# 7.1 Equake vs cape guage railway



## wigginsn (Jan 9, 2008)

Guess who won..

A couple of pics of the main railway line a few km from home after last weekends events.




















Cheers
Neil


----------



## chuck n (Jan 2, 2008)

WOW!! Neat pictures, they show both the vertical and horizontal offset.

Thanks.

Chuck N


----------



## jimtyp (Jan 2, 2008)

Amazing that no one was seriously hurt or died! Looks like it's going to take a long time to fix :-( 

Did you get any damage at your place?


----------



## aceinspp (Jan 2, 2008)

Could have been a lot worse. I wonder if they derailed any trains. Later RJD


----------



## wigginsn (Jan 9, 2008)

RJ, I read somwhere there were 18 on the move in the South Is at the time but none derailed. All movements stopped of course.. I heard the first train running on this line about 48 hrs after the quake.



Jim, Yes, years of rebuilding I suspect. Went into town for the first time yesterday and did the rubberneck thing at lunchtime as you do.. 80 - 90% of buildings are intact and ok, the rest are - if you'll excuse the local colloquailism - munted. No damage at home, we were incredibly lucky. Minor cracks in brickwork and a broken CD player - they don't really count in the scheme of things. 


There was a flyover of the fault posted on YouTube, very interesting viewing esp for geologists I suspect. Hindsight has this 'new' fault last rupturing 16,000 yrs ago. 


*Aerial view of fault rupture line* 

Cheers
Neil


----------



## East Broad Top (Dec 29, 2007)

Ya see?

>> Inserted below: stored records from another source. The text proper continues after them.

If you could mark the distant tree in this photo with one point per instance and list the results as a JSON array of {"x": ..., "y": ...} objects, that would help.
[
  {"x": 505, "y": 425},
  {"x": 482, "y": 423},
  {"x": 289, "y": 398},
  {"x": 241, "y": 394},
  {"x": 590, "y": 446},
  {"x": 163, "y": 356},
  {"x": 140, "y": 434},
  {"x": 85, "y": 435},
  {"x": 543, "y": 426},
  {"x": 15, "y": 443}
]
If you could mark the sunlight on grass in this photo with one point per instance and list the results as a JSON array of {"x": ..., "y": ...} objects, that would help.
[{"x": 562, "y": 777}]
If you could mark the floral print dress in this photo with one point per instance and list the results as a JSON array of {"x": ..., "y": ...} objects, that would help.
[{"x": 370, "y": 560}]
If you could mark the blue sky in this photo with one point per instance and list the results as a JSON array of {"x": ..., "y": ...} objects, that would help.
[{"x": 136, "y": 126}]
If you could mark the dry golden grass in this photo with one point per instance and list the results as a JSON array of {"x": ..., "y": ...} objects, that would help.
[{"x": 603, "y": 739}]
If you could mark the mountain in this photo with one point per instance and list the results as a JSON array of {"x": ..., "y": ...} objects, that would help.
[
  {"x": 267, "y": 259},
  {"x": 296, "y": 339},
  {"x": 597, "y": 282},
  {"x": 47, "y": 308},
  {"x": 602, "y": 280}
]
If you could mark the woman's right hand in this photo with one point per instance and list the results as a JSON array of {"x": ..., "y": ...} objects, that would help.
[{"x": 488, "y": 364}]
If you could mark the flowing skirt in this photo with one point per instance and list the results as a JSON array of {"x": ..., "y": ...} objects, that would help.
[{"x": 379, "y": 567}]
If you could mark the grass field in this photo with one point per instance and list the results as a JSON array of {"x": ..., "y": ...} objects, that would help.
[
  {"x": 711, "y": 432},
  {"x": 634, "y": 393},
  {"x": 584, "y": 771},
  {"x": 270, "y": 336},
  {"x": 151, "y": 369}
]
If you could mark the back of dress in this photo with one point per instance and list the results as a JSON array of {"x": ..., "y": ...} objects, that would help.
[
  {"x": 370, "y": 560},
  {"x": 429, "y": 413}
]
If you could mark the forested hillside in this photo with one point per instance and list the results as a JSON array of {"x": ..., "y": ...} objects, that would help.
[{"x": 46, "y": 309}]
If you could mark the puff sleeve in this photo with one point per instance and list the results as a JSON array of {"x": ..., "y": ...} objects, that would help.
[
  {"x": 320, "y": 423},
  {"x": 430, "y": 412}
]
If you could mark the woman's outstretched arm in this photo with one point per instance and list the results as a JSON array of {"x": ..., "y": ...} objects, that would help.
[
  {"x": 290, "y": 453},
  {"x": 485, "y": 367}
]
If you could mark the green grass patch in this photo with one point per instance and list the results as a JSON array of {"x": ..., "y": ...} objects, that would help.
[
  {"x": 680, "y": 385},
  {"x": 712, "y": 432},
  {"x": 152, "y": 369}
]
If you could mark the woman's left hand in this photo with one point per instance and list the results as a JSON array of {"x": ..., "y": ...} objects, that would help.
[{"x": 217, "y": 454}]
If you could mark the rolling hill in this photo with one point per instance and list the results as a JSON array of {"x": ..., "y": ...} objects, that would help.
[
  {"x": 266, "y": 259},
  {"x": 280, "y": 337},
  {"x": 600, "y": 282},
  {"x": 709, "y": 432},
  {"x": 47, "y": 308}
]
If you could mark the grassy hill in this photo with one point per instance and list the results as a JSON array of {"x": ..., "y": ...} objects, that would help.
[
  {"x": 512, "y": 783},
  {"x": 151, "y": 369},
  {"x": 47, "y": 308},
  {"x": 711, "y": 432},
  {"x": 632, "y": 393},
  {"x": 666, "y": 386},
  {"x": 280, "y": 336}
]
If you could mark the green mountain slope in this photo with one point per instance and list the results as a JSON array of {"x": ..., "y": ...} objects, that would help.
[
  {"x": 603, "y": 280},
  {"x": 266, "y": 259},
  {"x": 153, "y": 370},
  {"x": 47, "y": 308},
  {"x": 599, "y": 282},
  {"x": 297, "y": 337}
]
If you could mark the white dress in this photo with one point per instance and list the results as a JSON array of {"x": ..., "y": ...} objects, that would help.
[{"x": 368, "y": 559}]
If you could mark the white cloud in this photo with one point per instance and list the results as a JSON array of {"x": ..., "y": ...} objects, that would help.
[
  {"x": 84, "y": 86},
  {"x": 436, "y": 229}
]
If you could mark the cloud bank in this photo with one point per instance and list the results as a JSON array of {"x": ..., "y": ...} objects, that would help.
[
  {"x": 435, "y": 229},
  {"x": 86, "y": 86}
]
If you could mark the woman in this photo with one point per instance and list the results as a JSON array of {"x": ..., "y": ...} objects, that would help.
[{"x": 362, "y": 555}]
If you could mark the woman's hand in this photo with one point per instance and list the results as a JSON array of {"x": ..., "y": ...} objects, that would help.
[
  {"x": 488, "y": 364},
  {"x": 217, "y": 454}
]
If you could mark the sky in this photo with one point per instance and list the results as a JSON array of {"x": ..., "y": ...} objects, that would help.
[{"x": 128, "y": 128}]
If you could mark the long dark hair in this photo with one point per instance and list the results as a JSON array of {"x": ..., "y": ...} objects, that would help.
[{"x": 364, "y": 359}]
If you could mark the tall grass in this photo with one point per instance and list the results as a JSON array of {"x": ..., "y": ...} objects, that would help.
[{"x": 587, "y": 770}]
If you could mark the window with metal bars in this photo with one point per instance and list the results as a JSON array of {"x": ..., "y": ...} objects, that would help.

If you had just converted to battery power, you wouldn't have had to thump the benchwork so darned hard to get past the dead spot in the track.









Later,

K


----------



## Jerry Barnes (Jan 2, 2008)

Wow, that was a neat video. Thanks.


----------



## Greg Elmassian (Jan 3, 2008)

Where's Gregg's building in that video? 

Wow, wonder how they reconcile survey / property lines now? 

Greg


----------



## Ray Dunakin (Jan 6, 2008)

Very interesting video!


----------



## Madman (Jan 5, 2008)

Incredible video. Not to make light of the circumstances you have found yourself in, but as Greg mentioned the property lines, one could wind up with more or less land. Or, if you travel by GPS, what now?


----------



## livesteam53 (Jan 4, 2008)

Neil, 
Thanks for the great photo's and Video's


----------



## wigginsn (Jan 9, 2008)

Not sure where Gregg's place is, there are plenty of ripped up paddocks to choose from thats for sure. 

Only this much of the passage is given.